Question

Bag-I contains 4 white and 6 black balls, Bag-II contains 4 white and 3 black balls. A ball is selected at random and it comes out to be a black ball. What is the probability that it is from Bag-I?

Hint:

For conditional probability problems like this, clearly define the events and write down all the known probabilities. Bayes' theorem provides a systematic way to find the "reverse" probability.

Answer 1

Step 1: Understanding the Question:
This is a conditional probability problem that is best solved using Bayes' theorem. We are given a final outcome (a black ball was drawn) and asked to find the probability of a specific initial condition (the ball came from Bag-I).
Step 2: Define Events and Probabilities:
Let the events be:

• \(B_1\): The ball is selected from Bag-I.
• \(B_2\): The ball is selected from Bag-II.
• \(E\): The selected ball is black.

We want to find \(P(B_1|E)\). The given probabilities are:

• Since a bag is chosen at random, \(P(B_1) = 1/2\) and \(P(B_2) = 1/2\).
• Probability of drawing a black ball from Bag-I: \(P(E|B_1) = \frac{\text{black balls in Bag-I}}{\text{total balls in Bag-I}} = \frac{6}{4+6} = \frac{6}{10} = \frac{3}{5}\).
• Probability of drawing a black ball from Bag-II: \(P(E|B_2) = \frac{\text{black balls in Bag-II}}{\text{total balls in Bag-II}} = \frac{3}{4+3} = \frac{3}{7}\).

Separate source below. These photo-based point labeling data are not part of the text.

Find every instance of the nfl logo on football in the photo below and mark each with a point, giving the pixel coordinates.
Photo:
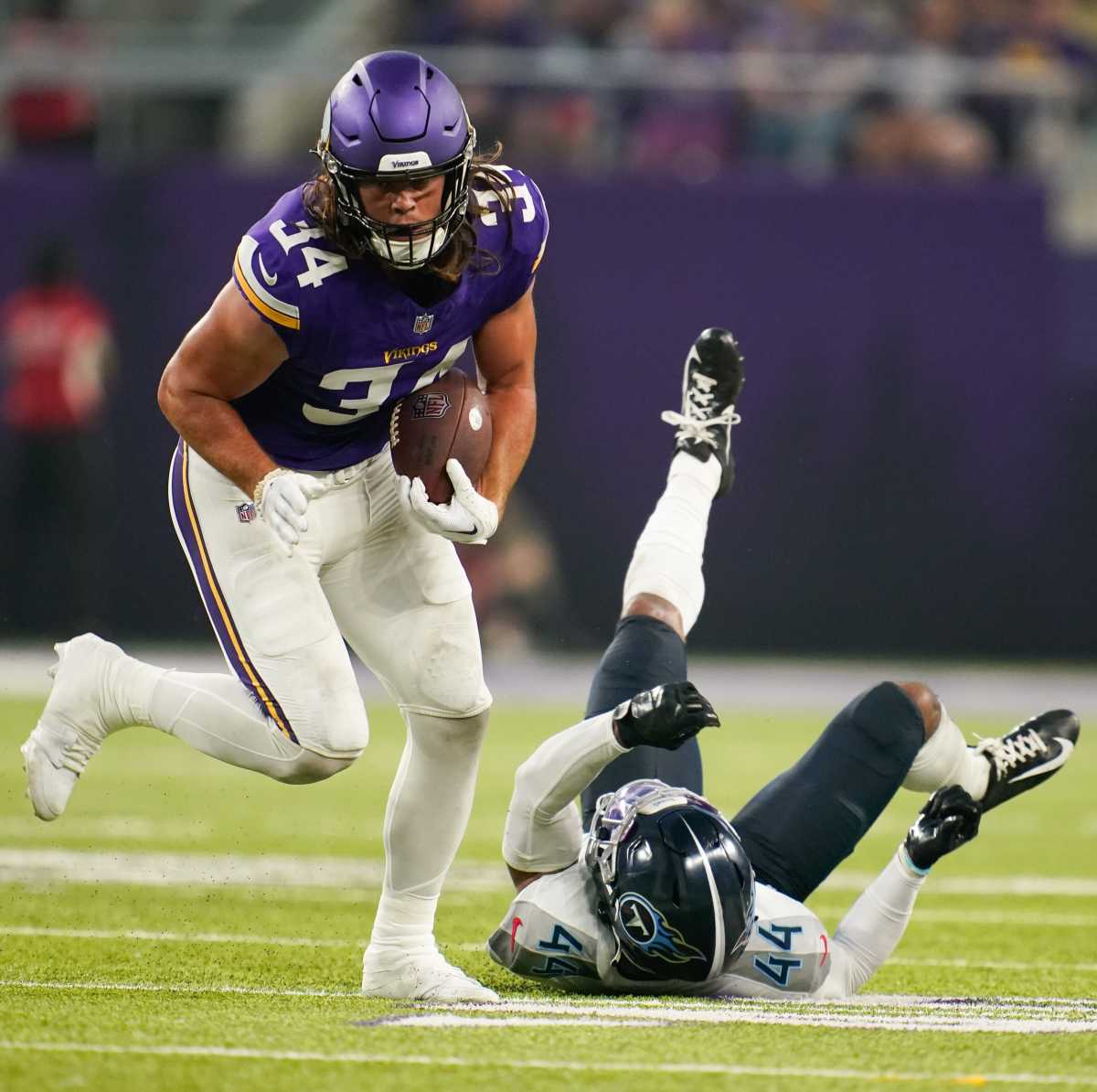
(431, 405)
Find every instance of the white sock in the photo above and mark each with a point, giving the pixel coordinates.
(425, 821)
(944, 758)
(215, 714)
(669, 551)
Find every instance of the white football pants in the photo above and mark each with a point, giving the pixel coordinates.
(363, 573)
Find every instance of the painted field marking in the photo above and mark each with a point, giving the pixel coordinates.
(182, 1051)
(453, 1020)
(141, 934)
(262, 991)
(306, 942)
(879, 1012)
(184, 870)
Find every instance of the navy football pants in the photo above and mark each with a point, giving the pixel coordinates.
(804, 822)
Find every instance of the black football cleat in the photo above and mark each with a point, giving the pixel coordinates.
(711, 383)
(1028, 755)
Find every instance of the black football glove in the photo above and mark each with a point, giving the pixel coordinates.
(665, 717)
(948, 820)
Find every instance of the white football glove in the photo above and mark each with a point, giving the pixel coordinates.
(281, 500)
(467, 519)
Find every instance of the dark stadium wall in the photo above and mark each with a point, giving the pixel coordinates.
(917, 455)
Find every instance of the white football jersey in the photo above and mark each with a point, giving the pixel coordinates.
(552, 934)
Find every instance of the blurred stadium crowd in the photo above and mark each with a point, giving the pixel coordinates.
(687, 88)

Step 3: Apply Bayes' Theorem:
Bayes' theorem states: \[ P(B_1|E) = \frac{P(E|B_1)P(B_1)}{P(E)} \] First, we need to calculate the total probability of drawing a black ball, \(P(E)\), using the law of total probability: \[ P(E) = P(E|B_1)P(B_1) + P(E|B_2)P(B_2) \] \[ P(E) = \left(\frac{3}{5}\right)\left(\frac{1}{2}\right) + \left(\frac{3}{7}\right)\left(\frac{1}{2}\right) \] \[ P(E) = \frac{3}{10} + \frac{3}{14} = \frac{21+15}{70} = \frac{36}{70} = \frac{18}{35} \] Now we can find \(P(B_1|E)\): \[ P(B_1|E) = \frac{P(E|B_1)P(B_1)}{P(E)} = \frac{(3/5)(1/2)}{18/35} = \frac{3/10}{18/35} \] \[ P(B_1|E) = \frac{3}{10} \times \frac{35}{18} = \frac{1}{2} \times \frac{7}{6} = \frac{7}{12} \] Step 4: Final Answer:
The probability that the black ball was from Bag-I is \(7/12\).